A Chinese manufacturer of high-speed optical transceivers has officially applied for a secondary listing in Hong Kong, with expectations of raising as much as $5 billion. This figure surpasses the roughly $3 billion that was previously floated in April, indicating that investor appetite has intensified beyond initial projections.

While the spotlight often falls on Nvidia and the latest AI models, the unsung infrastructure players connecting the world’s data centers are enjoying a massive boom. Eoptolink specializes in optical transceivers,the components that convert electrical signals into light and back again, enabling the rapid transfer of data between servers and chips. As AI clusters expand, these parts become indispensable. Training and inference workloads demand terabytes per second in throughput, which is why hyperscale cloud providers are rushing to adopt 800G and 1.6T modules, Eoptolink’s core offering.

The company’s customer base reads like a who’s who of the tech industry. Google, Microsoft, and Amazon all depend on its transceivers to link their sprawling data center networks. The financial results reflect that dependency. For 2025, Eoptolink reported revenue of roughly 24.8 billion yuan (around $3.7 billion), while net profit surged 236% to approximately $1.4 billion. Its Shenzhen-listed shares have climbed nearly 80% year-to-date, though the Hong Kong listing still requires approval from shareholders, China’s securities regulator, and Hong Kong’s exchange.

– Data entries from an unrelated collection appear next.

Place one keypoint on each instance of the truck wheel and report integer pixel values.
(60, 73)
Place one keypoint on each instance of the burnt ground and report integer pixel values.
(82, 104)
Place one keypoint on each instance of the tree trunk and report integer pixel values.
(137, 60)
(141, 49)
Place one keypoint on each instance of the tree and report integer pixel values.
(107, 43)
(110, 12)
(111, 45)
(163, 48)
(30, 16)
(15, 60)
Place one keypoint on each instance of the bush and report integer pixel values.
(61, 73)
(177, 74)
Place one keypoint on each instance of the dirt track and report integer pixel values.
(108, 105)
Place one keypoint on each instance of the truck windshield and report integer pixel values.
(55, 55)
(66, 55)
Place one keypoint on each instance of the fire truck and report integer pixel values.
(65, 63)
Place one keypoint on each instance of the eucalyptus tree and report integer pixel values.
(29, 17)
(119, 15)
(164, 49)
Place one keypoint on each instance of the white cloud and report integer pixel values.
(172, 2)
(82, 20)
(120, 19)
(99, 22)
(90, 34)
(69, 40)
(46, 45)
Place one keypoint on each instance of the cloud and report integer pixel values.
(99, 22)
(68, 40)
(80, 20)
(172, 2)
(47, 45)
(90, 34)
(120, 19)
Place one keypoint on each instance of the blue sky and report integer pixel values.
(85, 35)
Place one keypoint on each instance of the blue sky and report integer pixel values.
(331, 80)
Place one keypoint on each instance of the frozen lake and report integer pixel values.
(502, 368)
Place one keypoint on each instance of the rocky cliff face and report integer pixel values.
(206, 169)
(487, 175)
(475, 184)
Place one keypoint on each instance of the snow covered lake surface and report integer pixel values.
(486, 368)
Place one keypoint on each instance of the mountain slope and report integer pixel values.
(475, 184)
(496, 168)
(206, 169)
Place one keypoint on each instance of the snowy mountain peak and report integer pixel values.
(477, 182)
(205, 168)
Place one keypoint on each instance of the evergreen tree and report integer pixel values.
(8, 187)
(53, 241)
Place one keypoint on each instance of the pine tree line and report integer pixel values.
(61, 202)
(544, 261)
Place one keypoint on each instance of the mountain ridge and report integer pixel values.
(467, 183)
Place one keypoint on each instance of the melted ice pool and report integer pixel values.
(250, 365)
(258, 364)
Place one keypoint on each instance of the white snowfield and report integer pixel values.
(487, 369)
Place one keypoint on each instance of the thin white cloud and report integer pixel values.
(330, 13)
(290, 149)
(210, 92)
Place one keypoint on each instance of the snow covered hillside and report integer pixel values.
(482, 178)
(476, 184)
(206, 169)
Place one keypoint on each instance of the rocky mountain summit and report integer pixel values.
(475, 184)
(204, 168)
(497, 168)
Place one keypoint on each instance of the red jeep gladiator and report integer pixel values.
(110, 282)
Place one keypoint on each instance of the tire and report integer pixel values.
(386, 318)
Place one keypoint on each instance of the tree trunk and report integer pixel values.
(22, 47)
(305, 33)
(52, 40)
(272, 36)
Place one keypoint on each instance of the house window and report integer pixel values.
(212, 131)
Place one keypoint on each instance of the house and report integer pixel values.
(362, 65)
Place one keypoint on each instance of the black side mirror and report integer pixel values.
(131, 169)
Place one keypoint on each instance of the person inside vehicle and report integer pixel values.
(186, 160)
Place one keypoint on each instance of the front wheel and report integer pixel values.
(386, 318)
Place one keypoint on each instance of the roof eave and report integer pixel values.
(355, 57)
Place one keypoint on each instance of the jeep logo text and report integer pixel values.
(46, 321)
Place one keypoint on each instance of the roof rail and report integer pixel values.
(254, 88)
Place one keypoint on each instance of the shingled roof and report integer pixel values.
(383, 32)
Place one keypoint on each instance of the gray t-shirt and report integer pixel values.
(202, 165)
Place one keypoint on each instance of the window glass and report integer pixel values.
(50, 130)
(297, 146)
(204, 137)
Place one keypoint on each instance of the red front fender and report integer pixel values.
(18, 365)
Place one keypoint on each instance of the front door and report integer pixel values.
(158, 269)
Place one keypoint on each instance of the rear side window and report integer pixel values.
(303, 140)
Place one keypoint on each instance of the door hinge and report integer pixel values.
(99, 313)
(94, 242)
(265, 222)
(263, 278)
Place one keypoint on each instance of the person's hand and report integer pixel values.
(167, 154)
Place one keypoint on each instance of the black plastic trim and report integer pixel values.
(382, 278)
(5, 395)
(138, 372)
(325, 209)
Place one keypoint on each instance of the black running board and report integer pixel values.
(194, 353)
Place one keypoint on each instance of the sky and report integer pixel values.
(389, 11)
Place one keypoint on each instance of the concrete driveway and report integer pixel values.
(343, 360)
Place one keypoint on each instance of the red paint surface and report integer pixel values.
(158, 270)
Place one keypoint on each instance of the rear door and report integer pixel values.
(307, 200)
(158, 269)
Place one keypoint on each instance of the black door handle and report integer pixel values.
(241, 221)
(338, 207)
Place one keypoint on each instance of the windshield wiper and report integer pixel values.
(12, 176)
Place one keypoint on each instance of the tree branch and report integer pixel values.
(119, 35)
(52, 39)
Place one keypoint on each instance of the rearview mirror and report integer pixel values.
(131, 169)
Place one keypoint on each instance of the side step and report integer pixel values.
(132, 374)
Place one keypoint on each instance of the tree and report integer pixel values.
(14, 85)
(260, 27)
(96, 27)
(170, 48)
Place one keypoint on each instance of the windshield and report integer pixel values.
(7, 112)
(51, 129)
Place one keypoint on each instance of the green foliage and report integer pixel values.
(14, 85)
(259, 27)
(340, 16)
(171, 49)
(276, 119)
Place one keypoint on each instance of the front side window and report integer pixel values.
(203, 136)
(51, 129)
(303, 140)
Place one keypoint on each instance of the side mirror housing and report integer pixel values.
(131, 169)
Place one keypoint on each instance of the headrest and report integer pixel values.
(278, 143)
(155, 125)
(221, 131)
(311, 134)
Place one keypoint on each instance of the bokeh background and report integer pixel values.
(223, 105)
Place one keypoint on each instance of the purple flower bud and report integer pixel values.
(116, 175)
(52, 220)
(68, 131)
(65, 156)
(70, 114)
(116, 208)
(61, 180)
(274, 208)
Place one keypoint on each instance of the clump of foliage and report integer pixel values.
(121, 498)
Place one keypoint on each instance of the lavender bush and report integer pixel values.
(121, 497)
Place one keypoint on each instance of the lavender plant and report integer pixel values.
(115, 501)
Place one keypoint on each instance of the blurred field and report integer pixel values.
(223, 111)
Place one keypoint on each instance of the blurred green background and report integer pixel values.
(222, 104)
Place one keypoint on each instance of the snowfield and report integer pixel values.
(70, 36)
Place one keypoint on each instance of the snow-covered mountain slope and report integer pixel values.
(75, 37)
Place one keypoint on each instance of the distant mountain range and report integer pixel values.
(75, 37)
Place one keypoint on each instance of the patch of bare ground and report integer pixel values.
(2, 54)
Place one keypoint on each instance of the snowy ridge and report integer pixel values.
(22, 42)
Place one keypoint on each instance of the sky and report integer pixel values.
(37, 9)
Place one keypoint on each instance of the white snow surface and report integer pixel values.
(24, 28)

Eoptolink is part of a broader shift. Hong Kong has become the preferred destination for Chinese tech companies as US and European barriers tighten. AI-infrastructure firms are leading the charge. For instance, Baidu’s chip unit is reportedly targeting a $50 billion Hong Kong IPO, and Apple suppliers have raised billions to retool for AI hardware. The city now handles more than half of China’s chip imports, making it the hinge of the global chip trade.

This dynamic creates an awkward geopolitical knot. America’s AI boom, driven by American hyperscalers, relies in part on Chinese optical components, even as both economies attempt to decouple. Optics have so far avoided the export control battles that have ensnared advanced semiconductors. Eoptolink selling to Google and Amazon represents a link that neither Washington nor Beijing has moved to sever, at least for now.

The risk, however, is shared. Riding the AI capex wave means riding it down. Eoptolink’s fortunes are tied to hyperscalers spending roughly $700 billion annually on infrastructure. That spending depends on AI delivering returns, an assumption that markets are increasingly questioning. If the buildout slows, the picks-and-shovels sellers will take a hit alongside everyone else. For the moment, though, demand is real and profits are enormous. In a gold rush, the company selling the wiring can do very well indeed.